Seminar Series in Analytic Philosophy 2020-21, Session 24

Reasons in Deception
Artūrs Logins (University of Zürich)

14 May 2021, 16:00 (Lisbon Time – GMT+1) | Sala Mattos Romão (Departamento de Filosofia) & on Zoom

Abstract: According to a popular and pretheoretically appealing view, victims of radical deception (e.g., the New Evil Demon scenarios, cf. Cohen and Lehrer (1983) and Cohen (1984)) are epistemically justified in their beliefs about the external world (after all, they have no clue about the appearances being radically misleading). But what reasons are there for them to believe as they do? According to the Sameness Thesis, the reasons for deceived subjects to believe as they do are the same as the reasons for their non-deceived counterparts. I argue that this thesis is false. Once we get a better grasp on how normative reasons work in general, we can see that there are good grounds for doubting the Sameness Thesis.

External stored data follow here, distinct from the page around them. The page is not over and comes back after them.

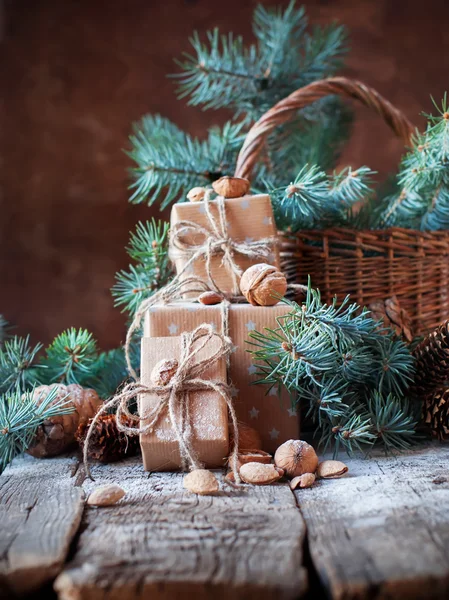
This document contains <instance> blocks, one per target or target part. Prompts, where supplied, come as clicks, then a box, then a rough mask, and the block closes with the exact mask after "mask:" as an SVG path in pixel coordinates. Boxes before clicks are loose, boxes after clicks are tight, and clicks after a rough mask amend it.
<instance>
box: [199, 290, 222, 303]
mask: <svg viewBox="0 0 449 600" xmlns="http://www.w3.org/2000/svg"><path fill="white" fill-rule="evenodd" d="M198 302H201V304H206V305H213V304H220V302H223V296H222V295H221V294H218V293H217V292H203V293H202V294H200V295H199V296H198Z"/></svg>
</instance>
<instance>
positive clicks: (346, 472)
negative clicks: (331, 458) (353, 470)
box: [316, 460, 349, 479]
mask: <svg viewBox="0 0 449 600" xmlns="http://www.w3.org/2000/svg"><path fill="white" fill-rule="evenodd" d="M348 470H349V469H348V467H347V466H346V465H345V463H342V462H340V461H339V460H323V462H321V463H320V464H319V465H318V469H317V471H316V474H317V475H318V477H321V479H332V478H334V477H341V476H342V475H344V474H345V473H347V472H348Z"/></svg>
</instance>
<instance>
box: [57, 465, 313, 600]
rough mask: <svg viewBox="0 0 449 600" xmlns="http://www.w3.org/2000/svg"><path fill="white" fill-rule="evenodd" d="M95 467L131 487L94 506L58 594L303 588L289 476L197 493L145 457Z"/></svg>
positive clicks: (170, 597)
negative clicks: (215, 494) (188, 489)
mask: <svg viewBox="0 0 449 600" xmlns="http://www.w3.org/2000/svg"><path fill="white" fill-rule="evenodd" d="M94 473H95V477H96V478H97V481H96V485H99V484H104V483H107V482H112V481H113V482H116V483H119V484H120V485H122V486H123V488H124V489H125V490H126V491H127V496H126V498H125V499H124V501H122V503H120V504H119V505H117V506H115V507H110V508H109V507H108V508H101V509H95V508H91V507H87V509H86V512H85V517H84V523H83V532H82V534H81V536H80V538H79V543H78V547H77V551H76V553H75V556H74V559H73V561H72V562H71V563H69V564H68V566H67V568H66V569H65V570H64V571H63V572H62V573H61V574H60V575H59V577H58V578H57V580H56V582H55V589H56V590H57V592H58V594H59V598H60V599H61V600H78V599H79V600H80V599H82V600H94V599H95V600H98V599H101V600H119V599H120V600H127V599H131V598H132V599H135V598H150V597H151V599H152V600H154V599H158V600H159V599H161V598H163V599H167V598H170V599H173V598H190V597H192V598H193V597H195V598H196V599H202V598H208V599H210V598H214V600H216V599H219V598H258V599H265V598H276V599H281V598H298V597H300V595H301V593H302V592H303V591H304V590H305V589H306V582H307V578H306V573H305V570H304V568H303V567H302V545H303V538H304V531H305V529H304V524H303V520H302V517H301V515H300V512H299V510H298V508H297V506H296V502H295V498H294V496H293V494H292V493H291V491H290V489H289V488H288V486H287V485H285V484H283V485H282V484H281V485H274V486H267V487H250V486H245V491H235V490H234V489H231V488H229V487H226V486H223V487H222V491H221V492H220V493H219V494H218V495H216V496H214V497H212V496H208V497H197V496H195V495H193V494H190V493H188V492H187V491H185V490H184V489H183V487H182V475H181V474H174V473H173V474H170V473H163V474H162V473H161V474H151V475H148V473H145V472H144V471H143V468H142V466H141V464H140V462H138V461H131V462H125V463H120V464H116V465H114V466H112V465H111V466H107V465H105V466H97V467H95V470H94ZM220 476H221V475H220ZM85 487H86V489H92V487H93V484H92V483H91V482H86V483H85Z"/></svg>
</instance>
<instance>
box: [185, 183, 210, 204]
mask: <svg viewBox="0 0 449 600" xmlns="http://www.w3.org/2000/svg"><path fill="white" fill-rule="evenodd" d="M205 193H206V188H202V187H196V188H192V189H191V190H190V192H189V193H188V194H187V200H190V202H201V200H202V199H203V198H204V194H205Z"/></svg>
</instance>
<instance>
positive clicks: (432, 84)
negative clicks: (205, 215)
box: [0, 0, 449, 348]
mask: <svg viewBox="0 0 449 600" xmlns="http://www.w3.org/2000/svg"><path fill="white" fill-rule="evenodd" d="M0 1H1V0H0ZM270 3H271V4H273V0H272V1H271V2H270ZM281 3H282V4H284V5H285V4H287V3H286V2H281ZM267 4H268V2H267ZM305 4H306V6H307V9H308V14H309V16H310V20H311V21H312V22H321V23H326V22H329V21H330V20H333V19H337V20H340V21H341V22H343V23H345V24H347V25H348V26H349V28H350V32H351V38H350V40H351V46H352V52H351V54H350V56H349V58H348V68H347V74H348V75H350V76H353V77H357V78H360V79H363V80H364V81H365V82H367V83H368V84H371V85H373V86H375V87H376V88H377V89H378V90H379V91H380V92H381V93H382V94H384V95H386V96H387V97H388V98H389V99H390V100H391V101H392V102H393V103H395V104H396V105H397V106H399V107H400V108H401V109H402V110H403V111H404V112H405V113H406V114H407V115H408V116H409V117H410V118H411V119H412V120H414V121H415V122H416V123H419V124H422V120H420V119H419V118H418V116H417V115H418V114H419V112H420V111H421V110H423V109H425V110H430V109H431V104H430V100H429V95H430V94H432V95H434V96H435V97H436V98H437V99H440V98H441V97H442V94H443V92H444V90H445V89H447V88H449V78H448V75H449V33H448V32H449V8H448V5H447V0H427V1H423V0H409V1H405V0H404V1H401V0H363V1H362V0H359V1H356V0H339V1H332V0H327V1H326V0H321V1H318V0H315V1H312V0H310V1H307V2H305ZM255 5H256V2H255V1H250V0H226V1H225V2H212V1H206V0H196V1H195V0H190V1H182V0H165V1H163V2H162V1H159V2H156V1H154V0H129V1H125V0H107V1H106V0H105V1H100V0H79V1H74V0H41V1H39V0H35V1H33V2H31V1H30V0H9V1H6V2H5V5H4V10H3V41H4V43H3V58H4V61H3V71H4V73H3V77H2V82H4V83H6V86H2V87H4V94H5V108H6V111H5V117H6V118H5V127H4V128H3V129H4V135H3V138H2V141H3V152H2V155H3V161H2V163H3V167H4V186H3V188H4V190H3V194H2V199H3V207H2V209H1V213H0V222H1V225H0V227H1V229H0V234H1V245H2V248H1V254H0V256H1V259H0V260H1V262H0V282H1V284H2V285H1V292H0V313H3V314H4V315H5V316H6V318H7V319H8V320H9V321H11V322H13V323H15V324H16V325H17V329H16V331H17V332H18V333H22V334H23V333H27V332H29V333H31V334H32V338H33V340H34V341H38V340H41V341H43V342H48V341H49V340H50V339H51V338H52V337H53V336H54V335H56V334H57V333H58V332H59V331H61V330H62V329H64V328H66V327H69V326H72V325H74V326H83V327H86V328H88V329H89V330H91V331H92V332H93V333H94V335H95V336H96V337H97V338H98V340H99V341H100V343H101V345H102V346H104V347H105V348H108V347H112V346H116V345H117V344H118V343H119V342H120V341H121V340H122V339H123V334H124V321H125V319H124V316H123V315H121V314H120V312H119V311H117V310H116V309H114V308H113V303H112V299H111V295H110V292H109V288H110V287H111V285H112V284H113V282H114V274H115V272H116V271H117V270H118V269H120V268H124V267H126V265H127V263H128V261H127V257H126V254H125V250H124V246H125V245H126V243H127V240H128V233H129V230H130V229H133V227H134V224H135V223H136V222H137V221H138V220H139V219H142V218H147V217H150V216H151V215H152V213H153V211H152V210H150V209H148V208H146V207H135V206H130V205H128V204H127V197H128V192H127V174H126V169H127V167H128V166H130V164H129V161H128V159H127V158H126V156H125V155H124V154H123V152H122V149H123V148H125V147H126V146H127V136H128V133H129V131H130V124H131V122H132V121H134V120H137V119H139V118H140V117H141V116H142V115H143V114H144V113H147V112H160V113H162V114H163V115H165V116H167V117H169V118H171V119H173V120H174V121H175V122H176V123H177V124H178V125H179V126H181V127H183V128H185V129H187V130H189V131H190V132H191V133H193V134H195V135H202V134H203V133H204V131H205V129H206V128H207V126H208V125H210V124H211V123H213V122H214V121H216V120H217V119H218V117H219V115H217V114H215V113H213V112H208V113H202V112H201V110H199V109H195V108H186V107H185V106H184V104H182V103H180V102H178V101H177V100H176V99H175V96H174V93H173V85H172V83H171V82H170V81H169V80H167V78H166V75H167V73H171V72H173V71H174V65H173V62H172V59H173V57H175V56H179V55H180V53H181V52H182V51H183V50H187V49H188V42H187V38H188V36H189V35H190V34H191V33H192V31H193V30H194V29H198V30H200V31H204V30H205V29H207V28H211V27H213V26H219V27H221V28H222V29H223V30H224V31H227V30H233V31H234V32H235V33H241V34H244V35H246V36H248V39H250V38H249V36H250V20H251V14H252V11H253V8H254V6H255ZM400 152H401V147H400V144H399V143H398V142H396V141H395V140H393V139H392V137H391V134H390V133H389V131H387V129H386V127H385V126H383V125H382V124H381V123H380V122H379V121H378V119H377V118H376V117H374V116H372V115H371V114H370V113H369V112H368V111H367V110H365V109H360V110H358V111H357V119H356V125H355V130H354V135H353V139H352V140H351V142H350V144H349V146H348V148H347V151H346V153H345V156H344V158H343V162H344V163H353V164H355V165H357V164H360V163H364V164H368V165H370V166H371V167H372V168H374V169H377V170H379V171H380V172H381V173H382V174H385V173H387V172H388V171H389V170H390V169H394V168H395V166H396V164H397V161H398V159H399V156H400Z"/></svg>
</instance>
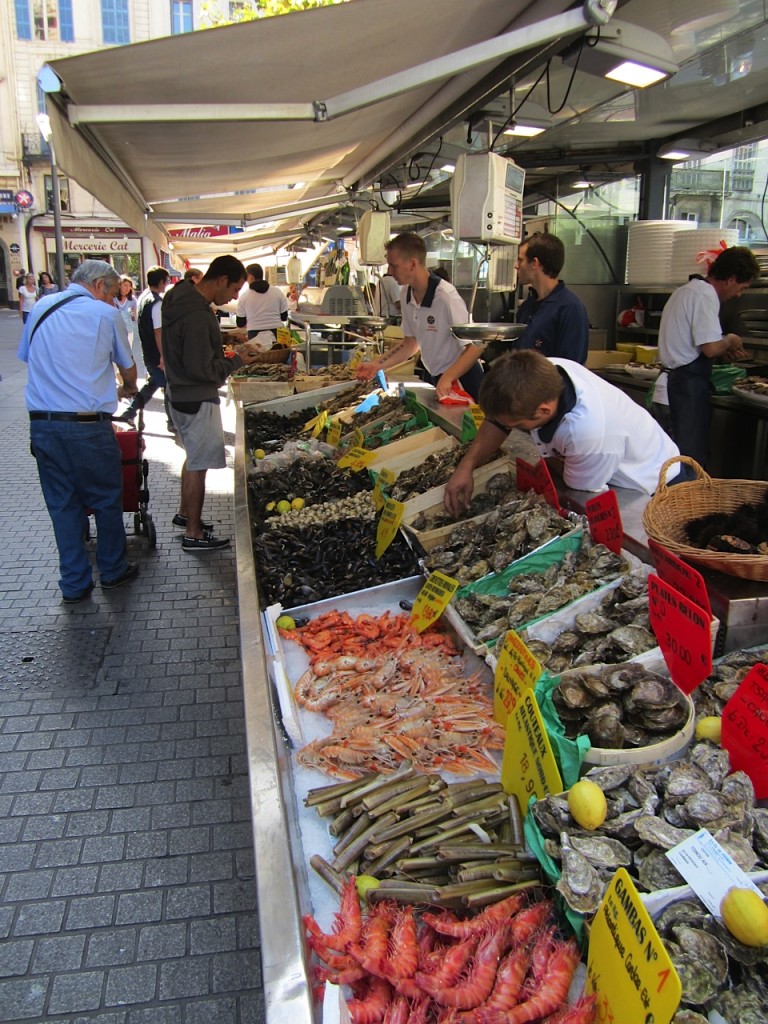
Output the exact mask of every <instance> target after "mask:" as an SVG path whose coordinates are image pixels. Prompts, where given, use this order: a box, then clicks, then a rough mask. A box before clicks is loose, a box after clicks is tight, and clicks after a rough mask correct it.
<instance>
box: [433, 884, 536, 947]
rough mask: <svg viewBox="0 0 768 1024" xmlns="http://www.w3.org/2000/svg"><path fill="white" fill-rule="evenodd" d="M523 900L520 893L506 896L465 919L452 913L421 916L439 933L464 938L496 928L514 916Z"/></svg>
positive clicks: (524, 898) (440, 933)
mask: <svg viewBox="0 0 768 1024" xmlns="http://www.w3.org/2000/svg"><path fill="white" fill-rule="evenodd" d="M524 902H525V896H524V895H523V894H522V893H516V894H515V895H514V896H508V897H507V898H506V899H503V900H501V901H500V902H499V903H494V904H493V905H492V906H488V907H486V908H485V909H484V910H483V911H482V913H478V914H477V916H476V918H469V919H468V920H467V921H460V920H459V919H458V918H457V916H456V915H455V914H453V913H442V914H439V913H428V912H427V913H423V914H422V918H423V919H424V921H426V923H427V924H428V925H429V926H430V927H431V928H433V929H434V930H435V932H439V933H440V934H441V935H453V936H456V937H458V938H463V939H465V938H466V937H467V936H468V935H473V934H474V933H476V932H483V931H485V929H487V928H496V927H497V926H498V925H501V924H502V923H503V922H505V921H507V920H508V919H510V918H512V916H514V914H516V913H517V911H518V910H519V909H520V907H521V906H522V905H523V903H524Z"/></svg>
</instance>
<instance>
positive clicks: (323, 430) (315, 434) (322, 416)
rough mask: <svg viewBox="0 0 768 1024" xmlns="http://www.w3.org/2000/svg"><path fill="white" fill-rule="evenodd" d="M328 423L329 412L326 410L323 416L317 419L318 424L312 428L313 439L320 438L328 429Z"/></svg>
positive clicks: (325, 410) (317, 417)
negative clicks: (323, 432) (326, 429)
mask: <svg viewBox="0 0 768 1024" xmlns="http://www.w3.org/2000/svg"><path fill="white" fill-rule="evenodd" d="M327 423H328V410H327V409H324V410H323V412H322V413H321V415H319V416H318V417H317V422H316V423H315V424H314V426H313V427H312V437H319V435H321V434H322V433H323V431H324V430H325V429H326V424H327Z"/></svg>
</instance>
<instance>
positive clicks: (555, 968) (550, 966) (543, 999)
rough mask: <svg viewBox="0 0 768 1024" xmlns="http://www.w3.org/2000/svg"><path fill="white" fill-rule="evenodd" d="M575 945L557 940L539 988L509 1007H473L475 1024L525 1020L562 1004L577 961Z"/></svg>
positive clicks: (567, 988) (557, 1008) (572, 942)
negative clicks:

My argument relies on the connection between normative reasons, answers to normative questions, and premises of good patterns of reasoning. Moreover, given additional assumptions about the justification – reasons connection, this conclusion seems to provide a further theory-driven argument against the view that victims of the radical deception cases and their non-deceived counterparts are the same justification-wise. I argue that this conclusion is not as crazy as it might initially appear.